Patient-derived iNPC show altered colocalization levels with endocytic and early secretory pathway markers. (A–F) Representative images of confocal microscopy of iNPC coimmunostained for endogenous TBCK and specific vesicle transport machinery components: (A) Caveolin (Cav), (B) Clathrin, (C) GM130/GOLGA2, (D) STAM, (E) COPII, and (F) RAB5A. For more detailed images, see Supplementary Figure 5. White arrowheads indicate TBCK dots; white arrows indicate the vesicle transport regulators indicated on each image; blue arrows indicate the colocalized dots. (A′–F′) Graphs of Manders coefficient colocalization (MCC) of TBCK with each target protein. Measurements were performed using ImageJ/Fiji-Coloc2 plugin.
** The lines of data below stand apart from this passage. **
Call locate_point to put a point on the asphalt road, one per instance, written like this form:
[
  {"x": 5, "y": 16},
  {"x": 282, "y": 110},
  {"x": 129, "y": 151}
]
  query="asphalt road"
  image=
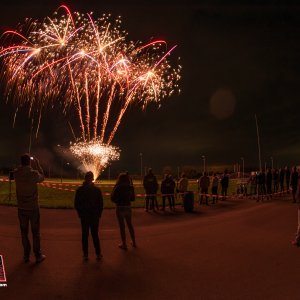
[{"x": 238, "y": 249}]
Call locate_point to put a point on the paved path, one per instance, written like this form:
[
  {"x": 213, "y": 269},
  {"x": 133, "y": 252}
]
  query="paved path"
[{"x": 235, "y": 250}]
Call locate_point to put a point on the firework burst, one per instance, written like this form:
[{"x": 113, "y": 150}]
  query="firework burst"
[{"x": 88, "y": 66}]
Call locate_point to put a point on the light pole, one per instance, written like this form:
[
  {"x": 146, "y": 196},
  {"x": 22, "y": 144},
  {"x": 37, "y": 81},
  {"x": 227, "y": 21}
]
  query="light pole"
[
  {"x": 203, "y": 157},
  {"x": 272, "y": 162},
  {"x": 243, "y": 164},
  {"x": 141, "y": 157}
]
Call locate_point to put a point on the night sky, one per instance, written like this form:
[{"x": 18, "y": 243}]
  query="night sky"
[{"x": 238, "y": 60}]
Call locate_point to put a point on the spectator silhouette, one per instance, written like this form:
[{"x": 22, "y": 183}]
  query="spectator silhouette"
[
  {"x": 122, "y": 195},
  {"x": 89, "y": 206},
  {"x": 203, "y": 185},
  {"x": 281, "y": 179},
  {"x": 182, "y": 186},
  {"x": 224, "y": 184},
  {"x": 27, "y": 176},
  {"x": 287, "y": 178},
  {"x": 214, "y": 188},
  {"x": 269, "y": 183},
  {"x": 275, "y": 180},
  {"x": 294, "y": 183},
  {"x": 151, "y": 187},
  {"x": 166, "y": 191}
]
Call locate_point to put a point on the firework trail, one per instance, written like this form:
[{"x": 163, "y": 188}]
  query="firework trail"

Error bars indicate SD (each dot represents the MCC in each cell; data represent the analysis of n > 150 cells/individual). (G) Relative mRNA expression of vesicle transport regulators in iNPC grown as neurospheres show reduced clathrin heavy chain CLTD and STAM1 transcript levels in neurospheres of patients, compared with neurospheres of controls. (H) Clathrin and STAM immunoblot densitometries reveal a tendency to increase protein levels in neurospheres of patients, compared with neurospheres of controls. (I,J) Analysis of large COPII carrier (>1 μm) average diameter (I) and number per cell (J). ****p-value < 0.0001. Unpaired t-test, two-tailed. Data are shown as mean ± SD of biological replicates. 4′,6-diamidino-2-phenylindole (DAPI) (blue) marks cell nuclei. Scale bar = 10 μM. Patients: F6331-1 and F6331-4 (N = 2); controls: F7007-1, F8799-1, and F10006-1 (N = 3). *p-value < 0.05, **p-value < 0.01, ns - not significant.